ZFS ZFS Performance FreeBSD vs Linux

rootbert · Feb 12, 2020

I did a measurement concerning ZFS. I was just interested in a small unscientific performance measurement. It's not really worthwile for a post, however, I just want to share my findings.

I bought a new machine and migrated my personal data to this new one. So I could do a fresh installation of FreeBSD on the old machine which was running Linux before. I then thought about not completely getting rid of Linux since KVM offers some nifty tricks I need for my work. I setup the old machine to dual-boot FreeBSD and Ubuntu 18.04 (Kernel 5.3.0) via rEFInd from my old SSD. For storage, I use 3x 8TB Seagate Archive HDDs. I wrote a little python script which reads all files, calculates md5sum + sha256sum and stores the filename + hashsums + size in a sqlite3 database which resides in memory (/dev/shm on Linux and using md(4) on FreeBSD).
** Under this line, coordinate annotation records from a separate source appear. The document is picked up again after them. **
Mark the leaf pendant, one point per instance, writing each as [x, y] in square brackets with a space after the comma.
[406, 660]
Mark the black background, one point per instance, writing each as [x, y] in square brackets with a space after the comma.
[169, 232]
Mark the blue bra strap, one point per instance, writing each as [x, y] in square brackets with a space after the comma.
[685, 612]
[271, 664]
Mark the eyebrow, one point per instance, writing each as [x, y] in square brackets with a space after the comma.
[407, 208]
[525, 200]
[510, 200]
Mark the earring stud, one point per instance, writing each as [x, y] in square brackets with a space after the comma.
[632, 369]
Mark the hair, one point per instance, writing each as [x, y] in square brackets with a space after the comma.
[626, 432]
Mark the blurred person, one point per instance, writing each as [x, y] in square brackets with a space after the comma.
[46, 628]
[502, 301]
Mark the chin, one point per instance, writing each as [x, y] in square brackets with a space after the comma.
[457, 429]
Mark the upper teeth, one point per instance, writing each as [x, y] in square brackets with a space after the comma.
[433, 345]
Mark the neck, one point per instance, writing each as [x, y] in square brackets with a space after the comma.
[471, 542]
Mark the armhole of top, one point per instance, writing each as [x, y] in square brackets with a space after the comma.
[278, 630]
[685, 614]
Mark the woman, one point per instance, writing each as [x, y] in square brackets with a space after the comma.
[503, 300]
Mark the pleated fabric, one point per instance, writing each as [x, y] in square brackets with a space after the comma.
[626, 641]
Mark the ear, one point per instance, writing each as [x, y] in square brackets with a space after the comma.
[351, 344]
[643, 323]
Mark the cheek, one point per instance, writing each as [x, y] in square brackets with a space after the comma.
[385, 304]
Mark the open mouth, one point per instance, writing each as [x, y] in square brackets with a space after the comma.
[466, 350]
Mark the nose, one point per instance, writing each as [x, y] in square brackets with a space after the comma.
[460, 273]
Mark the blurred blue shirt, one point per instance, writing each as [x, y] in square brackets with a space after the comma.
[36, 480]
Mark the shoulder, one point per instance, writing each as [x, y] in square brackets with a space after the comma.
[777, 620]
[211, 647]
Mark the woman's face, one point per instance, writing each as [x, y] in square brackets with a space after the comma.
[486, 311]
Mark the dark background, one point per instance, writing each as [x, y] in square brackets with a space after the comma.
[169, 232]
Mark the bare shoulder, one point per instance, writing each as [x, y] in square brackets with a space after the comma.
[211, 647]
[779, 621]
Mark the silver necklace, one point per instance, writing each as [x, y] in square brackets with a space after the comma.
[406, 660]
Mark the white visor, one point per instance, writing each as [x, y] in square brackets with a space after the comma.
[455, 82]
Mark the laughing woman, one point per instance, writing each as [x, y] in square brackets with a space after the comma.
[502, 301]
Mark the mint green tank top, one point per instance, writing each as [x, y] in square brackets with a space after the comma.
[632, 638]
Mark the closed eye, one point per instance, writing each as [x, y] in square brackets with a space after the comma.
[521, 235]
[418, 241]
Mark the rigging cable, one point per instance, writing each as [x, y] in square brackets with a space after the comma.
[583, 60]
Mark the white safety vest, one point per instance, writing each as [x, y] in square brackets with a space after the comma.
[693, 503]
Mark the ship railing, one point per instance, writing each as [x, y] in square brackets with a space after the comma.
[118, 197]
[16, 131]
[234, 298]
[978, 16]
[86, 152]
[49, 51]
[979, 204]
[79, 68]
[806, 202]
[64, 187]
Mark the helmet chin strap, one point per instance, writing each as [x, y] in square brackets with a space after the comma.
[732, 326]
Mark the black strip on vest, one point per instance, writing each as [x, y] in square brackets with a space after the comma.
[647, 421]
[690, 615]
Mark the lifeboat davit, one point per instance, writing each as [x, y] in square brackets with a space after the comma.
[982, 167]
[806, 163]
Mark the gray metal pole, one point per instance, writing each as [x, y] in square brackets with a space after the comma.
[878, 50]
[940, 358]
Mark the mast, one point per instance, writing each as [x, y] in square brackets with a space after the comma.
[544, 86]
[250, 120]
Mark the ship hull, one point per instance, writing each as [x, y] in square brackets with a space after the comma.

In total 672345 files (I guess 98% photos) use 5.21TB of space.
The underlying disks were encrypted with the default configuration of geli under FreeBSD and cryptsetup on Ubuntu, setup as RAIDZ1 (no cache, no log).

So how long does the python script run to accomplish the task?
*) FreeBSD 12.1-RELEASE, Python 3.7.6: 15 hours, 48 minutes, 46 seconds
*) Ubuntu 18.04 with ZFS (0.7.5) and Python (3.6.9) from the main repo: 20 hours, 43 minutes; I could not believe the difference, thus:
*) Ubuntu 18.04 with ZFS (0.7.5) from main repo, and Python 3.7.6: 14 hours, 45 minutes, 22 seconds
*) Ubuntu 18.04 with most recent ZFS (0.8.3) and Python 3.7.6: (did a "zpool upgrade"): 14 hours, 45 minutes, 17 seconds

so in my small and unimportant personal scenario for mostly having my data at rest ;-), depending on what you base it, Linux was roughly 7% faster (first Linux test was probably so much worse because Python gained some nice improvements in 3.7 compared to 3.6).
However, my subjective findings are - and this is what made me curious - that FreeBSD feels much snappier with ZFS compared to Linux. My workflow with personal data is however quite limited: editing and showing pictures to friends.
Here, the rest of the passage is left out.